India’s new law on competition, The Competition Act, 2002 (No. 12 of 2003) (“Act”), received Presidential assent on 13 January 2003. However, a long and arduous 8 years had elapsed until the provisions of the Act (as amended by the Competition (Amendment) Act, 2007) relating to the new merger control regime finally came into effect on 1 June 2011.1 The Competition Commission of India (“Commission”) finally has teeth in relation to merger control.  

The Act introduces a mandatory notification regime with a stand-still obligation. India will now be on the list of countries where prior consent must be obtained in many crossborder transactions.

The principal provisions of the Act dealing with the substantive test, the jurisdictional thresholds and the timetable for review are:

  • Section 5 (Combination); and
  • Section 6 (Regulation of combinations).

Substantive Test

The Act contains a general prohibition that no person shall enter into a transaction which causes or is likely to cause an appreciable adverse effect on competition within the relevant market in India and such a transaction shall be void.  

Jurisdictional Thresholds

The Act provides that the acquisition, merger or amalgamation of an enterprise which meets any of the following thresholds relating to either assets or turnover on a domestic or worldwide basis shall be a “combination” for the purposes of the Act. The table below sets out the various thresholds:2

Click here to see table

The de minimis threshold above only applies for combinations taking place during the initial period of five years from the merger control provisions coming into force.  

The Regulations go further and set out a number of transactions that would not normally need to be notified on the basis that they would not expect to fall within the general prohibition. These include:

  • acquisitions where the buyer holds no more than 15% of the enterprise for investment purposes only;
  • combinations taking place entirely outside India with insignificant local nexus and effect on markets in India; and
  • intra-group reorganisations.


Where the combination meets the above thresholds, the buyer must mandatorily notify the Commission within 30 days of:

  • approval by the board of directors in the case of amalgamation or merger; or
  • execution of any agreement or other document for acquisition.

Failure to make such notification by the buyer could attract a penalty of 1 per cent. of the total turnover or assets, whichever is higher, of the combination. The merger control provisions apply to all transactions where these notification triggers occur after 1 June 2011.  
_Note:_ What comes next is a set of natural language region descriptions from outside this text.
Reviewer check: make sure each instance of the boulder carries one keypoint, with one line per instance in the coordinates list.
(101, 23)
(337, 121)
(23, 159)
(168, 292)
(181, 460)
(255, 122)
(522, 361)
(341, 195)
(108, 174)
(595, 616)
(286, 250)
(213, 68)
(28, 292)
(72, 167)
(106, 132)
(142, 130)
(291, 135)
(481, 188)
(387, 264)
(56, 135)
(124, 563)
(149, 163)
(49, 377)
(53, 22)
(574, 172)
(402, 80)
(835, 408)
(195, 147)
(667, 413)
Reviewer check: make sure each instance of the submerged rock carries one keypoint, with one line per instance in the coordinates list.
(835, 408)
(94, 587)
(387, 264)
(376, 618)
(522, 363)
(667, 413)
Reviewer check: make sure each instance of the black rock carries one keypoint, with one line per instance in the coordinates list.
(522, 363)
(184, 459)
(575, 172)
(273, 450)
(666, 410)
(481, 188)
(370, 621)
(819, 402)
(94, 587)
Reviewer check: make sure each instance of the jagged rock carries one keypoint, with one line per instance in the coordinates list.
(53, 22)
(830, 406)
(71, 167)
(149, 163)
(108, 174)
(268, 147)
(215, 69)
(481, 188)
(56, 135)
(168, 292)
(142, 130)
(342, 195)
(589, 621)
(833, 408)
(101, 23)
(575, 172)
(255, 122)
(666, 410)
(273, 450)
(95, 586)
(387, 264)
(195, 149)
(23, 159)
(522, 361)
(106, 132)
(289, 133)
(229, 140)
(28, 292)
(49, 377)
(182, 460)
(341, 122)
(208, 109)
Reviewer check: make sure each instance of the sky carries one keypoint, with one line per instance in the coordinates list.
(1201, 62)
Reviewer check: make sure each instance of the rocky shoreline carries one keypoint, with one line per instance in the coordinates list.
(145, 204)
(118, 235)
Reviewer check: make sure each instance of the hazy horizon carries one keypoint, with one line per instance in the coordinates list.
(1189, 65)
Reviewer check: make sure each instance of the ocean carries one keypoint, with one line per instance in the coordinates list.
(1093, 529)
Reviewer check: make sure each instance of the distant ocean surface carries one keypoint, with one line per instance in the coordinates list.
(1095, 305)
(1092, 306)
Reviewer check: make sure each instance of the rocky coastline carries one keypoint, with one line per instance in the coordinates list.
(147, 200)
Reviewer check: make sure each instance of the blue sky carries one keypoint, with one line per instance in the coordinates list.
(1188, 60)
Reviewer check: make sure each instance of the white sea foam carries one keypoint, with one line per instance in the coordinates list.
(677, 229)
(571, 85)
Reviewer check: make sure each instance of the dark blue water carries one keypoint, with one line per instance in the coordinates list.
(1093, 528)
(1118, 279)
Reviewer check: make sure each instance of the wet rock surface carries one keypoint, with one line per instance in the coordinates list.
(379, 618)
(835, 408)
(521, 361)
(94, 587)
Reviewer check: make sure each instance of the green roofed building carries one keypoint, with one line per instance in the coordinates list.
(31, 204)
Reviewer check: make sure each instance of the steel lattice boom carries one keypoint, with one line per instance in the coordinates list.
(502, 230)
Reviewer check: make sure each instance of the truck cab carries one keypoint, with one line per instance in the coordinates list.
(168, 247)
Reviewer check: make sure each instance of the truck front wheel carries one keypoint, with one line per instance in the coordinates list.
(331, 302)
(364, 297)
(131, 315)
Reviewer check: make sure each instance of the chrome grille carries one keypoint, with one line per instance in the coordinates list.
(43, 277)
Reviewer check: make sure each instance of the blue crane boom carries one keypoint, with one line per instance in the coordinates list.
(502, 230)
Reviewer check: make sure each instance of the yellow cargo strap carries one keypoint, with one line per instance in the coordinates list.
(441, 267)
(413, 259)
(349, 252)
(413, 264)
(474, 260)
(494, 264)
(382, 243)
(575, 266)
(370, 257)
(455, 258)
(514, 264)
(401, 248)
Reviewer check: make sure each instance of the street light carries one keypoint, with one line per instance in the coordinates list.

The Commission has 30 days from receipt of the notification within which to form a prima facie opinion as to whether the combination is likely to cause, or has caused, an appreciable adverse effect on competition within the relevant market in India. Note, however, that the clock can be stopped by the Commission for any request for further information.  

At the end of this period, the Commission will either clear the combination or begin a secondstage in-depth investigation which could last up to an additional 180 days (that is, 210 days from the initial notification).  

Summary and Outlook

Although this is a relatively new chapter with regard to India’s merger control, it does have some bases of comparison with international standards in relation to the ‘Phase 1’ and ‘Phase 2’ investigations albeit the fairly long waiting periods. What remains to be seen is how the Commission applies the regime in practice especially in terms of how willing it will be to diverge from the findings of other competition authorities in relation to a particular transaction.